CEO Alexa Andrzejewski would like you to know some things about Foodspotting: It’s not just for sharing food photos. And it’s not just for foodies.
Andrzejewski has been saying this for a while now, but with the redesigned Foodspotting app launching today, she has a much stronger case. It offers what she calls a “Pandora-like” interface for recommendations, hopefully making it easier for users to find the food that they’ll like.
The redesigned app is launching for iPhone, Android, and for the first time, on BlackBerry. (Andrzejewski says the Windows Phone app, since it was released more recently, already incorporates some of these principles.) The interface allowing users to rate foods has been simplified and made more prominent. When you see a dish, with just a couple of taps you can say that you “tried it”, that you “loved it”, or that you “want it” (essentially bookmarking the dish to try later). In the pursuit of this simplicity, Foodspotting has also eliminated one of its more charming features, the ability to say you “nommed” a dish — people had a hard time figuring out what exactly that meant, Andrzejewski says.

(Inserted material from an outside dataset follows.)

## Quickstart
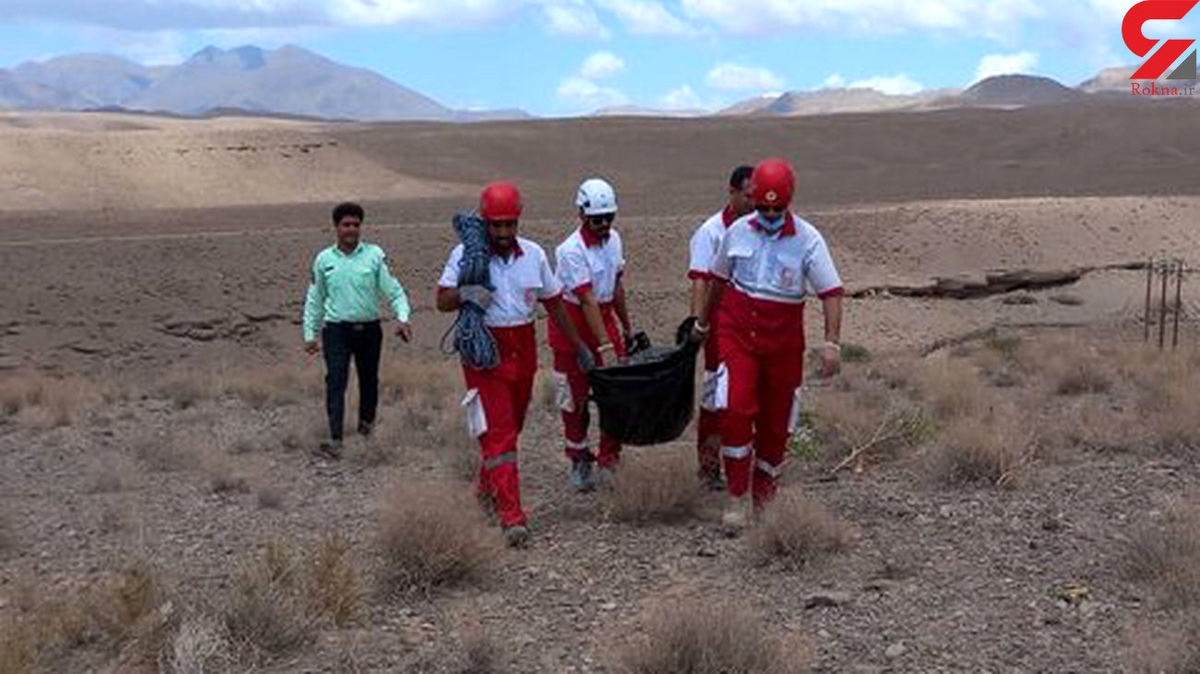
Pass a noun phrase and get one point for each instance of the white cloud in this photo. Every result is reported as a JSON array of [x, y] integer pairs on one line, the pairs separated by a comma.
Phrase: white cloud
[[601, 65], [1006, 64], [643, 17], [583, 94], [682, 98], [732, 76], [573, 18], [893, 85]]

And even though Andrzejewski doesn’t want to limit the app to photo-sharing, she says that the new rating system should also lead to more picture-taking, since more ratings should encourage people to share more photos.

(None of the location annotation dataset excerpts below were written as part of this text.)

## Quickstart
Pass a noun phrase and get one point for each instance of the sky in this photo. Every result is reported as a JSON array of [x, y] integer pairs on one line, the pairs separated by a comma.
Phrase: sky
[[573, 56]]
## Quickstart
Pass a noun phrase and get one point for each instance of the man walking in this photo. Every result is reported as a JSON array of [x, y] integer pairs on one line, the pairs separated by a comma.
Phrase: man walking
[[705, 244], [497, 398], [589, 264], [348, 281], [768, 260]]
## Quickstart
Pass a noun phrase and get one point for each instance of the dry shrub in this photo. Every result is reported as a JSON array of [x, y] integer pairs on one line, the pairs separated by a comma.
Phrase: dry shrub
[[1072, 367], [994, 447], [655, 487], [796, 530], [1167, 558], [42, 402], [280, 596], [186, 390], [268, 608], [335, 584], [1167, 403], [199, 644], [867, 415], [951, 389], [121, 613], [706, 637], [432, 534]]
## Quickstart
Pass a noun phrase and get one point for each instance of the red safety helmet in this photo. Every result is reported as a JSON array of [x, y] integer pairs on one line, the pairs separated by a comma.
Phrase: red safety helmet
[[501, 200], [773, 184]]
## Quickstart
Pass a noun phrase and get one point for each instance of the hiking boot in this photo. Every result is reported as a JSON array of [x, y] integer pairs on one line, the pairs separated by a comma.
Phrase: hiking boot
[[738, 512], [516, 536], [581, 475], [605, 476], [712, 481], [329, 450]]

Other new features include the ability to hide dishes that you don’t want, and to see what your friends and Foodspotting’s expert partners (such as 7×7 magazine) recommend in any given location.
Back when Andrzejewski started the company with co-founder and CTO Ted Grubb, she says one of their visions of success was replacing the restaurant menu. Now, she says, that’s starting to come true — there have been recent meals where she looked up the restaurant on Foodspotting, saw which dishes were recommended by friends/the general Foodspotting user base, and made her choices before she’d even seen a menu.
Andrzejewski says Foodspotting will probably doing more to personalize those recommendations over time, but it sounds like it won’t be developing a super-sophisticated, Pandora-like algorithm to model your tastes. Instead, it’s going to be more basic, for example telling you that because you’ve “loved” a lot of ramen, you’ll probably like the ramen at a certain nearby restaurant.
“No one likes to feel like they’re being given a recommendation from a computer,” she says. “They want a recommendation from someone they trust.”